As to the snow and ice issue, plaintiff's examination before trial testimony and that of the nonparty witness who accompanied her on the day of the accident establish that there was no snow or ice on the curb or sidewalk where plaintiff fell. Therefore, any assertion that weather conditions or an accumulation of snow or ice played any role in plaintiff's accident is entirely unsupported by the record. Simply stated, defendants cannot be faulted for failing to remove that which did not exist.

With regard to the height of the curb in question, plaintiff testified that she returned to the scene of the accident in early 1999, approximately two years after her accident, at which point she measured the curb height at 9½ inches. Plaintiff's expert measured the curb height at 8 inches and opined that such height violated the "Standard Specifications" issued by the Department of Transportation, which apparently require that the exposed curb face of a type "BB" cast-in-place concrete curb not exceed six inches in height. Assuming, without deciding, that the curb over which plaintiff tripped was in fact a type "BB" cast-in-place concrete curb and, further, that the Department of Transportation standards at issue actually applied to the construction of the curb at the shopping mall, plaintiff's papers nonetheless are insufficient to raise a question of fact on this issue as plaintiff failed to adduce any proof as to the height of the curb as of the date of her accident. Plaintiff did not measure the curb until approximately two years after her accident, and her expert's affidavit, dated August 29, 2000, is silent as to the date upon which he inspected the site and took his measurements (see, Santiago v. United Artists Communications, 263 A.D.2d 407, 408). Observations and measurements based upon such a belated inspection of the accident site are of no evidentiary value (see, Kruimer v. National Cleaning Contrs., 256 A.D.2d 1 [observations made two years after accident]; Figueroa v. Haven Plaza Hous. Dev. Fund Co., 247 A.D.2d 210 [same]) particularly where, as here, neither plaintiff nor her expert could state with any degree of certainty that the photographs taken of the curb in 1999 fairly and accurately depicted the height and condition of the curb at the time of plaintiff's accident in February 1997 (see, Figueroa v. Haven Plaza Hous. Dev. Fund Co. , supra).

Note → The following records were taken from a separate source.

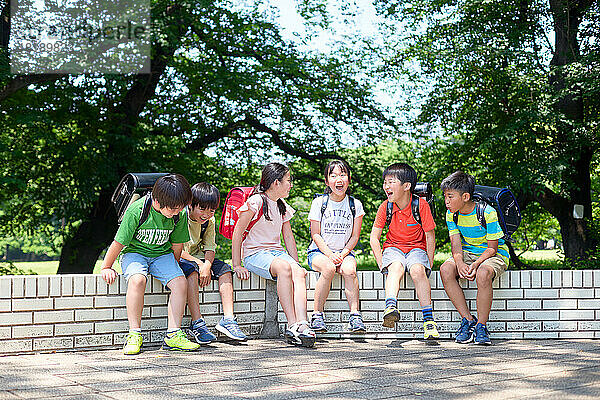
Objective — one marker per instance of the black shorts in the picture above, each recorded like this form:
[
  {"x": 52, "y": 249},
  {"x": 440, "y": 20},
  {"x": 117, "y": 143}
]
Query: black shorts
[{"x": 218, "y": 268}]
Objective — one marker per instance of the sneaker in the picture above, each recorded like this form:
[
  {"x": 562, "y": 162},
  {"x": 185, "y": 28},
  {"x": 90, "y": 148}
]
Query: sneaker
[
  {"x": 482, "y": 335},
  {"x": 317, "y": 322},
  {"x": 179, "y": 342},
  {"x": 305, "y": 338},
  {"x": 230, "y": 328},
  {"x": 390, "y": 317},
  {"x": 430, "y": 330},
  {"x": 464, "y": 334},
  {"x": 290, "y": 336},
  {"x": 133, "y": 344},
  {"x": 199, "y": 331},
  {"x": 356, "y": 324}
]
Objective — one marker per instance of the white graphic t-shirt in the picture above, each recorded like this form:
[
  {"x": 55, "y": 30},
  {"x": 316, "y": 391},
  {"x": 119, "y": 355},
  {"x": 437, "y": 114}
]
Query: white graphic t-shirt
[{"x": 336, "y": 224}]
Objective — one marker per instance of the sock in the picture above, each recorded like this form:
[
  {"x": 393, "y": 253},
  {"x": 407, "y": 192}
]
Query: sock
[
  {"x": 171, "y": 331},
  {"x": 199, "y": 321},
  {"x": 427, "y": 313},
  {"x": 390, "y": 302}
]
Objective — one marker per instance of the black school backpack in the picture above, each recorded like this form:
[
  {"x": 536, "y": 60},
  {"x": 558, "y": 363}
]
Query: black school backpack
[
  {"x": 132, "y": 187},
  {"x": 422, "y": 189},
  {"x": 505, "y": 204}
]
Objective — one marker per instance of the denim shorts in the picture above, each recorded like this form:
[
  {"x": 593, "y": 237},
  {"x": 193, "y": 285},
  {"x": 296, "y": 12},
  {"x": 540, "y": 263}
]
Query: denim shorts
[
  {"x": 260, "y": 263},
  {"x": 415, "y": 256},
  {"x": 217, "y": 269},
  {"x": 315, "y": 252},
  {"x": 164, "y": 268}
]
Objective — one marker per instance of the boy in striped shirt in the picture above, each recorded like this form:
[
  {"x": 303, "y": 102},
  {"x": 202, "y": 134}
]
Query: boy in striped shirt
[{"x": 478, "y": 254}]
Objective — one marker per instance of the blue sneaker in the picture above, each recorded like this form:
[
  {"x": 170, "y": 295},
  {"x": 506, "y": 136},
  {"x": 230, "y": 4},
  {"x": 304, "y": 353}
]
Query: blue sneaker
[
  {"x": 200, "y": 332},
  {"x": 317, "y": 322},
  {"x": 482, "y": 335},
  {"x": 230, "y": 328},
  {"x": 356, "y": 324},
  {"x": 464, "y": 334}
]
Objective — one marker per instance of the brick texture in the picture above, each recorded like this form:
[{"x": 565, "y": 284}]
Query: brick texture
[{"x": 69, "y": 312}]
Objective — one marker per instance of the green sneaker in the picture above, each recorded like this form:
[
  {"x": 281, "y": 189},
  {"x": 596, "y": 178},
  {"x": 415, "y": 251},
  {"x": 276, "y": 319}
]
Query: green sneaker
[
  {"x": 179, "y": 342},
  {"x": 133, "y": 344}
]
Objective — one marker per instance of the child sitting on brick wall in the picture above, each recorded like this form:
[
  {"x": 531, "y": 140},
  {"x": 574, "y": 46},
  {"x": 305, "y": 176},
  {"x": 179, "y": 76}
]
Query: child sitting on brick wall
[
  {"x": 153, "y": 247},
  {"x": 409, "y": 245},
  {"x": 199, "y": 265},
  {"x": 478, "y": 254}
]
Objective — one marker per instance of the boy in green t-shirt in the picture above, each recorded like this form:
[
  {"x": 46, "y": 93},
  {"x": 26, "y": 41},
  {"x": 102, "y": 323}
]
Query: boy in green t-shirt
[{"x": 153, "y": 247}]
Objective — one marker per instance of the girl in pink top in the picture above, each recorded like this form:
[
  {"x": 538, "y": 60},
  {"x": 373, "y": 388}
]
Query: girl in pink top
[{"x": 264, "y": 255}]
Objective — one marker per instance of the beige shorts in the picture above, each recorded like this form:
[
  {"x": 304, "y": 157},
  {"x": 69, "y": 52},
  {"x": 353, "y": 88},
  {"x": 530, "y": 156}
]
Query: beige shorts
[{"x": 496, "y": 262}]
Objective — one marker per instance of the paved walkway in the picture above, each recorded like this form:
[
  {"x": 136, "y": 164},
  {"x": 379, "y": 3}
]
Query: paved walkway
[{"x": 335, "y": 369}]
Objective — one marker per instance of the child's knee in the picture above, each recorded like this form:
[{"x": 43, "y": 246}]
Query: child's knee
[
  {"x": 348, "y": 271},
  {"x": 327, "y": 271},
  {"x": 282, "y": 268},
  {"x": 178, "y": 284},
  {"x": 298, "y": 272},
  {"x": 418, "y": 272},
  {"x": 395, "y": 268},
  {"x": 484, "y": 276},
  {"x": 448, "y": 270},
  {"x": 137, "y": 282}
]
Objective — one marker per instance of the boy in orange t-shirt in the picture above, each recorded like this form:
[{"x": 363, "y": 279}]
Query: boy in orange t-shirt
[{"x": 409, "y": 244}]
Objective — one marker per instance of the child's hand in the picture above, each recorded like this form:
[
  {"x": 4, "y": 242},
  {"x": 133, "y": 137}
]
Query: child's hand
[
  {"x": 472, "y": 272},
  {"x": 463, "y": 270},
  {"x": 204, "y": 275},
  {"x": 242, "y": 273},
  {"x": 109, "y": 275},
  {"x": 336, "y": 258}
]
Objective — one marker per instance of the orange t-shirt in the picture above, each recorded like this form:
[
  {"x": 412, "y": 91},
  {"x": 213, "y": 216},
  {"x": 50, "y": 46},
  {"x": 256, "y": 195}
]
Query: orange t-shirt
[{"x": 404, "y": 232}]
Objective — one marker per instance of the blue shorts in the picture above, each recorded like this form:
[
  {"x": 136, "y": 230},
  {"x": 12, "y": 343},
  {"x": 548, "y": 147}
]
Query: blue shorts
[
  {"x": 315, "y": 252},
  {"x": 217, "y": 269},
  {"x": 260, "y": 263},
  {"x": 164, "y": 268},
  {"x": 415, "y": 256}
]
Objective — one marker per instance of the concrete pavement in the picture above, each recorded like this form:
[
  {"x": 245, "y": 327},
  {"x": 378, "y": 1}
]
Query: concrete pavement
[{"x": 334, "y": 369}]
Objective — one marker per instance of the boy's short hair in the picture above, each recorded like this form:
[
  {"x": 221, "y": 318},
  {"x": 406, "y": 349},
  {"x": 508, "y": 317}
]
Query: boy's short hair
[
  {"x": 205, "y": 195},
  {"x": 403, "y": 172},
  {"x": 172, "y": 191},
  {"x": 460, "y": 181}
]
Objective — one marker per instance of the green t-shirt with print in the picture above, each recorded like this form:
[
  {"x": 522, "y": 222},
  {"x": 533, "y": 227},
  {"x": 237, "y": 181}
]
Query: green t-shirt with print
[{"x": 155, "y": 236}]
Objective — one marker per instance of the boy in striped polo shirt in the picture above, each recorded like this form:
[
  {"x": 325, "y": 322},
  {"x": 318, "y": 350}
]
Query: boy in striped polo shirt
[{"x": 478, "y": 254}]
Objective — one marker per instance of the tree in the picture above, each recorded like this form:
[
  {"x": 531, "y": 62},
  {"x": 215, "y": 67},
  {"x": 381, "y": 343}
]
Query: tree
[
  {"x": 220, "y": 79},
  {"x": 515, "y": 108}
]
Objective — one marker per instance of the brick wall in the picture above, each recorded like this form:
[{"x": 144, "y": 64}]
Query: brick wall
[{"x": 46, "y": 313}]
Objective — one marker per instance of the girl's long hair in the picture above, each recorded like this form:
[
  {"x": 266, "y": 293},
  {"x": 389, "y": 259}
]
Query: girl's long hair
[
  {"x": 271, "y": 172},
  {"x": 344, "y": 167}
]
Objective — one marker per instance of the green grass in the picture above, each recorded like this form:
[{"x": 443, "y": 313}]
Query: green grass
[{"x": 537, "y": 259}]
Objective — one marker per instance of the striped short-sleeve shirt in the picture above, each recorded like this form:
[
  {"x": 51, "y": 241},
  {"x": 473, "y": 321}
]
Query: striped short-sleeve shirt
[{"x": 474, "y": 237}]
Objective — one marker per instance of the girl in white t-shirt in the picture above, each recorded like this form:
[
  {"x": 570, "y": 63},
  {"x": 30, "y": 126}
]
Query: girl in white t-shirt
[
  {"x": 335, "y": 222},
  {"x": 264, "y": 255}
]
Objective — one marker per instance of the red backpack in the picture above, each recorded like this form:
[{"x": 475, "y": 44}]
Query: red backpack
[{"x": 235, "y": 199}]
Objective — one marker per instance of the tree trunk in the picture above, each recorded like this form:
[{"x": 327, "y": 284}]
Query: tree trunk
[
  {"x": 567, "y": 16},
  {"x": 80, "y": 252}
]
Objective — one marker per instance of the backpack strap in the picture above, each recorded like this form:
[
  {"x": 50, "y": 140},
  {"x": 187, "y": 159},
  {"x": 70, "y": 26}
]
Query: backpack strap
[
  {"x": 254, "y": 221},
  {"x": 203, "y": 228},
  {"x": 480, "y": 211},
  {"x": 352, "y": 207},
  {"x": 389, "y": 210},
  {"x": 324, "y": 204},
  {"x": 146, "y": 210},
  {"x": 414, "y": 206}
]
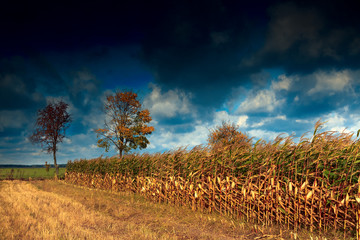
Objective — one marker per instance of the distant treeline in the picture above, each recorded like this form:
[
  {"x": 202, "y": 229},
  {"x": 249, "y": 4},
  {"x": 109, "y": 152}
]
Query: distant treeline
[{"x": 29, "y": 166}]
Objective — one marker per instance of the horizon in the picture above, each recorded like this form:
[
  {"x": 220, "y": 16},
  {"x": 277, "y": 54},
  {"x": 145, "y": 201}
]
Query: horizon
[{"x": 270, "y": 67}]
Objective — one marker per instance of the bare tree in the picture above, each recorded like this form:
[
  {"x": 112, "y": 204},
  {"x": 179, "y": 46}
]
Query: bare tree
[{"x": 51, "y": 123}]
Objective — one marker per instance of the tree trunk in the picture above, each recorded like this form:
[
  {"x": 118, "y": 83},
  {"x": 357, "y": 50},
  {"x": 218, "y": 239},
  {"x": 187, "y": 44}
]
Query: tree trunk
[{"x": 56, "y": 166}]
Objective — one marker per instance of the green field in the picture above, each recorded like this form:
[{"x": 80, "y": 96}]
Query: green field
[{"x": 25, "y": 173}]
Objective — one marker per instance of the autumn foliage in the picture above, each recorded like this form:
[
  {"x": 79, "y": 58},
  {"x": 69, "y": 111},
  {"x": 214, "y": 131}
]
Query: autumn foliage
[
  {"x": 127, "y": 123},
  {"x": 51, "y": 123}
]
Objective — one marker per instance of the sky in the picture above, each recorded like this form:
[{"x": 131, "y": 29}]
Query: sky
[{"x": 271, "y": 67}]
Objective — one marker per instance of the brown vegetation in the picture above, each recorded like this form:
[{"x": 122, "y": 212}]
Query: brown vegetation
[
  {"x": 127, "y": 127},
  {"x": 311, "y": 185},
  {"x": 55, "y": 210}
]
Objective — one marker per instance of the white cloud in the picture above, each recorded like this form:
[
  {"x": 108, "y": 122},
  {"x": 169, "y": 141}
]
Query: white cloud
[
  {"x": 262, "y": 101},
  {"x": 267, "y": 120},
  {"x": 333, "y": 81},
  {"x": 168, "y": 104},
  {"x": 167, "y": 140},
  {"x": 242, "y": 121},
  {"x": 283, "y": 83},
  {"x": 264, "y": 134},
  {"x": 12, "y": 119}
]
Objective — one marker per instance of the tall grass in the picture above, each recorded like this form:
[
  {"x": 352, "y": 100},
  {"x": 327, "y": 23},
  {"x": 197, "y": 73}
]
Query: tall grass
[{"x": 310, "y": 184}]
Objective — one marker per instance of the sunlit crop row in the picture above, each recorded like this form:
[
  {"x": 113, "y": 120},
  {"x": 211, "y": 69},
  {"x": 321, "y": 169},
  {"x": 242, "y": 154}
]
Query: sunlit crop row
[{"x": 310, "y": 184}]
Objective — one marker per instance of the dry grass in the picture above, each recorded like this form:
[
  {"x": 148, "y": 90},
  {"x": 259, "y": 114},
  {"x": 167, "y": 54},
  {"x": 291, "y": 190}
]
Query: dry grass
[
  {"x": 55, "y": 210},
  {"x": 312, "y": 184}
]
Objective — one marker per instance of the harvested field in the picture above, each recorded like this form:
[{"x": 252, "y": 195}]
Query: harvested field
[{"x": 56, "y": 210}]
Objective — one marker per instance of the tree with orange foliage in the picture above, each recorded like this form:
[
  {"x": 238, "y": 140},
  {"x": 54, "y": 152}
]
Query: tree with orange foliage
[
  {"x": 51, "y": 124},
  {"x": 227, "y": 135},
  {"x": 127, "y": 124}
]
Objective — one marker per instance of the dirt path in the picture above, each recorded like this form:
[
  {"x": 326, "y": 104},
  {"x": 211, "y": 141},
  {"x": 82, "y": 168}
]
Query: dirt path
[{"x": 54, "y": 210}]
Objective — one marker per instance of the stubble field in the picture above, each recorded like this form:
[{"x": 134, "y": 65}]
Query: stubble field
[{"x": 56, "y": 210}]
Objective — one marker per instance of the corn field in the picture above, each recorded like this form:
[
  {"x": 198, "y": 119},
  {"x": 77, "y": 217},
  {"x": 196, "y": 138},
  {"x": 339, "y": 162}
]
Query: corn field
[{"x": 313, "y": 184}]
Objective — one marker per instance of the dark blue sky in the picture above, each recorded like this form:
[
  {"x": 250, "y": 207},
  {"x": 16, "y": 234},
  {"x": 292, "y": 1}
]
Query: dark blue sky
[{"x": 271, "y": 67}]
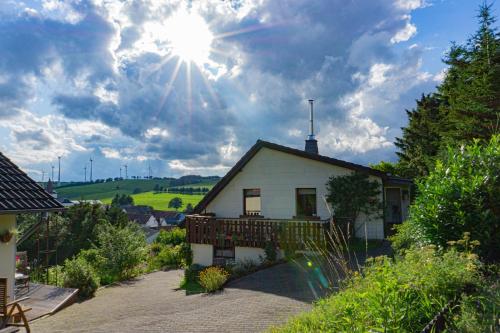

Moreover, even accepting that the curb height was excessive and, hence, posed a dangerous condition, the record is devoid of proof as to defendants' actual or constructive notice thereof. A vice-president of the entity responsible for the management of the mall averred that such company had no record of any prior complaints or accidents with respect to the curb over which plaintiff tripped and fell. Indeed, plaintiff testified that she was a frequent visitor to the shopping mall and had not previously experienced any difficulty negotiating the curb at issue. In light of these circumstances, defendants' motion for summary judgment dismissing the complaint was properly granted.

ORDERED that the order is affirmed, with costs.